Doc contains forbidden termsVoice inconsistency undermines the kit's structural framing. The advisor reads "boundaries" in their own doc and flinches.Mode 2: run the forbidden-term scan (checks 21-24) before any generated doc ships. If specific forbidden terms keep appearing, tighten the rule in file 02.
Generic / client-agnostic scope-check shippedAdvisor treats the doc as a checklist, not a tool. Opens it once, never again.Block the build via Gap Protocol (file 01). Run the 10-min interview first. Do not ship a generic doc.
Historical section shipped without evidence citationsAdvisor can't verify claims in the doc, starts to doubt it.Mode 3: add citations (session recap date, email reference, logged hours). If no evidence, remove the entry.

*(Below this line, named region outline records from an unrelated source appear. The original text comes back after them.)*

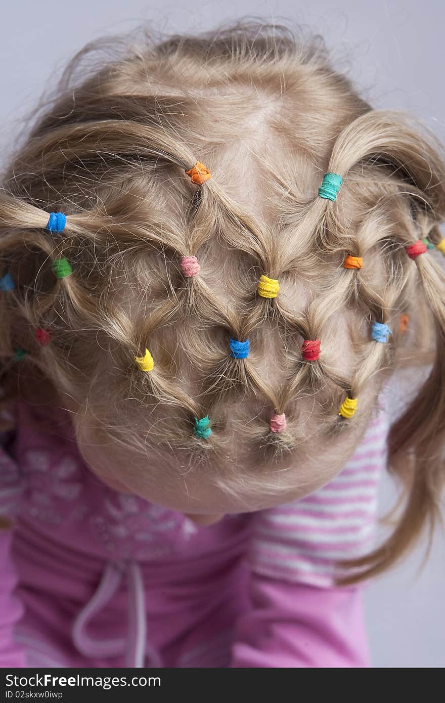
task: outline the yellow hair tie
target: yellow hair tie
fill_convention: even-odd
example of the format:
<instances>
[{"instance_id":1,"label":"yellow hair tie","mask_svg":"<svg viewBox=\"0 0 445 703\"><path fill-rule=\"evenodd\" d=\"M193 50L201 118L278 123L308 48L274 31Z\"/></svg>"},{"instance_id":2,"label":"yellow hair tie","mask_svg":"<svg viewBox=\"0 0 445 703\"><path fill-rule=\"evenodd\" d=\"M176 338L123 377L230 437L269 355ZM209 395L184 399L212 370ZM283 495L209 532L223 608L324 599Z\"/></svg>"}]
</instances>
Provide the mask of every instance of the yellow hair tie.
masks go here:
<instances>
[{"instance_id":1,"label":"yellow hair tie","mask_svg":"<svg viewBox=\"0 0 445 703\"><path fill-rule=\"evenodd\" d=\"M347 398L342 403L338 414L344 418L352 418L357 407L357 398Z\"/></svg>"},{"instance_id":2,"label":"yellow hair tie","mask_svg":"<svg viewBox=\"0 0 445 703\"><path fill-rule=\"evenodd\" d=\"M439 252L441 252L445 257L445 237L442 239L441 242L436 245L436 249L438 249Z\"/></svg>"},{"instance_id":3,"label":"yellow hair tie","mask_svg":"<svg viewBox=\"0 0 445 703\"><path fill-rule=\"evenodd\" d=\"M151 356L148 349L146 349L144 356L135 356L134 361L141 371L151 371L155 365L153 357Z\"/></svg>"},{"instance_id":4,"label":"yellow hair tie","mask_svg":"<svg viewBox=\"0 0 445 703\"><path fill-rule=\"evenodd\" d=\"M263 275L258 283L258 292L263 298L276 298L276 294L280 290L280 284L276 278L268 278Z\"/></svg>"}]
</instances>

More than 7 triggers listedDoc becomes overwhelming; advisor can't hold all triggers in working memory during a live moment.Mode 3: consolidate or prioritize. Keep 3-7 triggers maximum; retire ones that haven't fired in 90 days.

Self-QC Scoring Procedure (For Kit Operator)

  1. Generate the scope-check doc (and proposal scope section if Mode 1 includes it).
  2. Read through once, holistically. Does it feel usable in a live client moment?
  3. Run through the 29 checks above. Score each category.
  4. Run the forbidden-term scan (checks 21-24). Any hit = automatic revise.
  5. Total the score. If < 90, identify the lowest category, fix, re-run.
  6. Check the Required-Revise Triggers. Any hit = revise regardless of total score.
  7. Present the final score alongside the doc when delivering. Include which checks lost points and why.
  8. If below 90 after two revision attempts, escalate to the advisor with specific gaps flagged.